Understanding Random Forest Classification and Its Effectiveness

why random forests and ensemble methods are the underrated heroes of machine learning

Experiments
Machine Learning
Published

March 7, 2024

A Random Forest is a versatile and robust machine learning algorithm used for both classification and regression tasks. It builds upon the concept of decision trees, but improves on their accuracy and overcomes their tendency to overfit by combining the predictions of numerous decision trees constructed on different subsets of the data. We have already experimented with a Random Tree regressor, and in this experiment, we will focus on Random Forest classification.

What are Random Forest models ?

A Random Forest operates by constructing a multitude of decision trees at training time and outputting the class that is the mode of the classes (classification) of the individual trees. It is termed as “Random” because of its ability to develop trees based on random subsets of features and data points, which ensures model variance and generally results in a more robust overall prediction.

Random Forest have the following key characteristics:

  • Robustness: A Random Forest is less likely to overfit than decision trees, because they average multiple trees to give a more accurate prediction.
  • Handling of Unbalanced Data: It can handle unbalanced data from both binary and multiclass classification problems effectively.
  • Feature Importance: It provides insights into which features are most important for the prediction.
  • Explainability: A Random Forest provides good explainability, and isn’t a black box.

The mechanics of the algorithm

The Random Forest algorithm follows these steps:

  1. Bootstrap Aggregating (Bagging): Random subsets of the data are created for training each tree, sampled with replacement.
  2. Random Feature Selection: When splitting nodes during the formation of trees, only a random subset of features are considered.
  3. Building Trees: Each subset is used to train a decision tree. Trees grow to their maximum length and are not pruned.
  4. Aggregation: For classification tasks, the mode of all tree outputs is considered for the final output.
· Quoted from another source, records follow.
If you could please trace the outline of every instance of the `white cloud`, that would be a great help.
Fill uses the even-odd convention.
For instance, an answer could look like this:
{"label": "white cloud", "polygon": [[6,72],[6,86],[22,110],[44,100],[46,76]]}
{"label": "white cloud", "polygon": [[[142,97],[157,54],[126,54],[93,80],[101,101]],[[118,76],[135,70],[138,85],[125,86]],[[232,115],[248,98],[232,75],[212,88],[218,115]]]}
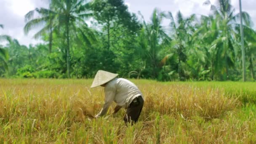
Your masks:
{"label": "white cloud", "polygon": [[[215,4],[217,0],[210,0]],[[0,0],[0,24],[5,26],[4,29],[0,29],[0,35],[8,35],[18,40],[21,44],[28,45],[36,44],[38,41],[32,38],[38,29],[32,31],[28,36],[24,35],[23,28],[25,26],[24,16],[29,11],[37,7],[47,7],[49,0]],[[125,0],[130,11],[138,13],[140,11],[146,21],[150,20],[154,8],[162,11],[171,11],[175,15],[179,10],[185,16],[192,13],[208,15],[210,5],[203,5],[206,0]],[[239,12],[238,0],[232,0],[232,4]],[[254,21],[256,28],[256,5],[255,0],[242,0],[243,10],[248,12]],[[164,25],[168,24],[165,20]]]}
{"label": "white cloud", "polygon": [[5,0],[10,4],[12,11],[20,16],[24,16],[29,11],[29,10],[35,8],[35,6],[30,0]]}

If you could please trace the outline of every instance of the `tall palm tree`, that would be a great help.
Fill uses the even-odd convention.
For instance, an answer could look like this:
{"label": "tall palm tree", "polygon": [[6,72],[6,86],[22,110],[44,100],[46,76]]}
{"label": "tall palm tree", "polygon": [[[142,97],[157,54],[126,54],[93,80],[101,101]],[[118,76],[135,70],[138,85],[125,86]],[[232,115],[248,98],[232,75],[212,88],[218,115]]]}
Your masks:
{"label": "tall palm tree", "polygon": [[199,61],[206,68],[204,70],[210,70],[211,80],[214,80],[214,75],[221,68],[218,67],[218,61],[221,59],[218,57],[220,56],[217,55],[218,51],[212,46],[212,42],[218,38],[219,33],[217,20],[212,16],[202,16],[200,22],[196,27],[197,30],[192,35],[193,54],[198,56]]}
{"label": "tall palm tree", "polygon": [[170,27],[171,31],[171,37],[173,40],[173,48],[178,55],[178,73],[179,80],[184,80],[184,75],[182,74],[181,63],[185,62],[187,59],[187,52],[189,47],[191,41],[191,36],[195,30],[193,22],[195,19],[195,15],[192,14],[188,18],[184,18],[181,13],[179,11],[176,19],[171,12],[168,12],[166,18],[170,19]]}
{"label": "tall palm tree", "polygon": [[[143,16],[141,16],[144,19]],[[151,18],[151,23],[147,24],[144,20],[144,27],[141,30],[140,37],[140,45],[142,51],[144,51],[142,53],[144,55],[142,57],[147,60],[145,64],[151,66],[153,78],[156,77],[159,68],[160,59],[158,54],[162,47],[161,40],[169,39],[161,26],[164,16],[163,13],[155,9]]]}
{"label": "tall palm tree", "polygon": [[[218,63],[219,67],[223,68],[221,72],[224,77],[223,78],[228,79],[229,69],[235,65],[234,26],[240,20],[240,15],[239,13],[235,14],[235,10],[231,5],[230,0],[218,0],[216,5],[211,5],[210,1],[207,0],[204,4],[211,5],[212,15],[217,20],[218,29],[221,33],[218,38],[213,42],[212,46],[216,50],[217,54],[221,58]],[[251,23],[248,13],[243,12],[241,15],[246,25]]]}
{"label": "tall palm tree", "polygon": [[[35,13],[39,15],[39,17],[34,19]],[[32,29],[42,26],[43,27],[34,35],[34,38],[38,39],[40,36],[45,33],[49,33],[49,52],[51,53],[53,32],[53,28],[56,26],[53,23],[56,13],[52,11],[50,7],[49,9],[45,8],[36,8],[35,10],[29,12],[25,16],[25,21],[27,21],[24,27],[24,32],[27,35]]]}
{"label": "tall palm tree", "polygon": [[[236,30],[237,31],[236,38],[237,42],[239,42],[241,38],[241,35],[238,34],[240,31],[240,24],[237,24],[236,26]],[[252,79],[255,80],[253,62],[254,60],[256,59],[256,31],[252,28],[245,26],[243,26],[243,29],[245,32],[244,44],[245,48],[246,50],[245,53],[246,60],[249,62],[248,68],[251,71]],[[237,45],[237,47],[240,46],[240,45]]]}
{"label": "tall palm tree", "polygon": [[[40,14],[41,17],[39,19],[32,20],[31,22],[28,23],[25,26],[25,31],[32,28],[38,24],[46,23],[46,25],[38,32],[36,35],[40,35],[42,32],[50,30],[50,34],[52,33],[53,29],[57,29],[61,32],[64,29],[64,37],[65,37],[65,52],[66,54],[67,66],[67,75],[70,77],[70,40],[73,34],[75,37],[77,33],[81,33],[83,40],[89,45],[91,44],[90,40],[95,40],[93,33],[88,28],[85,20],[92,16],[89,12],[90,3],[87,3],[85,0],[53,0],[50,4],[50,9],[40,8],[35,10]],[[33,16],[35,11],[29,12],[26,15],[27,19],[29,19]],[[77,25],[83,25],[82,28],[77,27]],[[85,34],[85,32],[86,34]],[[52,38],[50,34],[50,40]],[[52,39],[51,40],[52,40]],[[51,43],[49,43],[50,44]],[[49,46],[51,46],[51,44]]]}
{"label": "tall palm tree", "polygon": [[[3,25],[0,24],[0,27],[3,29]],[[0,35],[0,41],[2,40],[9,40],[10,37],[6,35]],[[3,64],[3,66],[6,70],[8,70],[8,65],[7,61],[9,59],[9,54],[7,51],[1,48],[0,45],[0,61]]]}

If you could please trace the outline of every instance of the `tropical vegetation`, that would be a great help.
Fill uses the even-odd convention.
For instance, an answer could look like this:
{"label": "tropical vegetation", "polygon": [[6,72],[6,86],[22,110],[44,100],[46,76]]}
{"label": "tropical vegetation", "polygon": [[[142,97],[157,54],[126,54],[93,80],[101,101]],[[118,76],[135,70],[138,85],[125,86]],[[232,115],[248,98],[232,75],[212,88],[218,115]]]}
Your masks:
{"label": "tropical vegetation", "polygon": [[[0,49],[0,75],[87,78],[101,69],[160,81],[241,80],[240,15],[229,0],[204,4],[208,15],[156,8],[147,22],[123,0],[52,1],[25,16],[24,33],[39,26],[34,37],[43,43],[27,47],[1,36],[8,42]],[[255,80],[256,31],[242,13],[246,76]]]}

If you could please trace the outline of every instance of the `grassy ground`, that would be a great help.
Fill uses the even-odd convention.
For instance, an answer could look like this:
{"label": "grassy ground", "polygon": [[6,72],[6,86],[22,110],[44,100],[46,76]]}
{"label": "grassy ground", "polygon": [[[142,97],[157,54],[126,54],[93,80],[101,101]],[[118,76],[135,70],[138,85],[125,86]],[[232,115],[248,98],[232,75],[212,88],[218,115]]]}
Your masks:
{"label": "grassy ground", "polygon": [[126,126],[124,109],[87,116],[104,99],[92,80],[0,79],[0,144],[256,143],[255,83],[132,81],[145,101]]}

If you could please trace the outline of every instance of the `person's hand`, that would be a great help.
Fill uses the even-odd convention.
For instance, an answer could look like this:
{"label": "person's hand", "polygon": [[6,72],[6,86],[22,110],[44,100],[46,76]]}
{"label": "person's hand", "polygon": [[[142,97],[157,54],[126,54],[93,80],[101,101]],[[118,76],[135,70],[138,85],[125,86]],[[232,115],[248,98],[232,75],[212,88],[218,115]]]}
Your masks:
{"label": "person's hand", "polygon": [[118,112],[118,111],[119,111],[119,110],[120,109],[121,109],[122,108],[122,107],[121,106],[119,106],[118,105],[117,105],[116,106],[115,106],[115,109],[114,109],[114,112],[113,112],[113,114],[115,114],[117,112]]}

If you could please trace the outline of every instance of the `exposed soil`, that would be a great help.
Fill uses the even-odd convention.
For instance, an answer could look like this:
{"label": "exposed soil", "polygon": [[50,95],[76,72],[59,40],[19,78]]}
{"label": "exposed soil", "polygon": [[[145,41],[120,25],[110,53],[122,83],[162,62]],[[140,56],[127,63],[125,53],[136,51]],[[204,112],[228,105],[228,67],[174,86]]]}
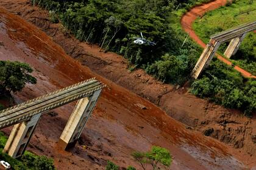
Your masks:
{"label": "exposed soil", "polygon": [[[251,167],[256,164],[255,157],[243,154],[255,154],[255,117],[248,119],[238,111],[199,99],[188,93],[185,87],[176,90],[155,81],[141,70],[130,72],[122,56],[100,52],[96,46],[75,39],[63,32],[61,24],[51,24],[46,11],[29,6],[26,1],[2,0],[0,5],[41,28],[65,50],[35,27],[1,10],[0,37],[4,46],[0,47],[0,58],[29,63],[38,80],[35,86],[28,85],[16,95],[18,102],[91,76],[96,76],[108,85],[84,130],[80,144],[70,153],[58,151],[55,142],[74,104],[57,109],[57,116],[44,115],[41,118],[30,149],[54,157],[55,164],[60,169],[104,169],[102,165],[107,160],[123,166],[136,165],[130,152],[135,149],[148,150],[152,144],[172,151],[174,156],[172,169],[243,169],[230,154]],[[191,127],[186,128],[155,106],[92,73],[80,63],[147,98]],[[141,109],[138,106],[141,104],[147,109]],[[205,132],[207,135],[241,148],[232,149],[190,129]],[[9,132],[10,129],[5,131]]]}
{"label": "exposed soil", "polygon": [[[198,7],[193,8],[192,10],[187,12],[184,15],[180,21],[181,25],[183,29],[189,33],[190,37],[194,39],[198,44],[199,44],[202,47],[204,48],[205,47],[205,44],[202,42],[202,41],[196,35],[194,31],[193,30],[192,24],[194,22],[194,20],[197,17],[201,17],[204,15],[205,13],[208,11],[213,10],[214,9],[218,8],[221,6],[224,6],[227,2],[227,0],[216,0],[212,2],[203,4]],[[231,66],[232,64],[226,58],[223,56],[216,54],[218,58],[225,63],[226,64]],[[235,66],[234,69],[240,72],[244,76],[248,78],[256,78],[256,76],[252,75],[249,72],[244,70],[238,66]]]}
Random Forest typically outperform single decision trees due to their reduced variance without increasing bias. This means they are less likely to fit noise in the training data, making them significantly more accurate. They are also effective in scenarios where the feature space is large, and robust against overfitting which is a common issue in complex models.

Effectiveness

Since their inception, it has been shown that Random Forest is highly effective for a wide range of problems. It is particularly known for their effectiveness in:

  • Handling large data sets with higher dimensionality. They can handle thousands of input variables without variable deletion.
  • Maintaining accuracy even when a large proportion of the data is missing.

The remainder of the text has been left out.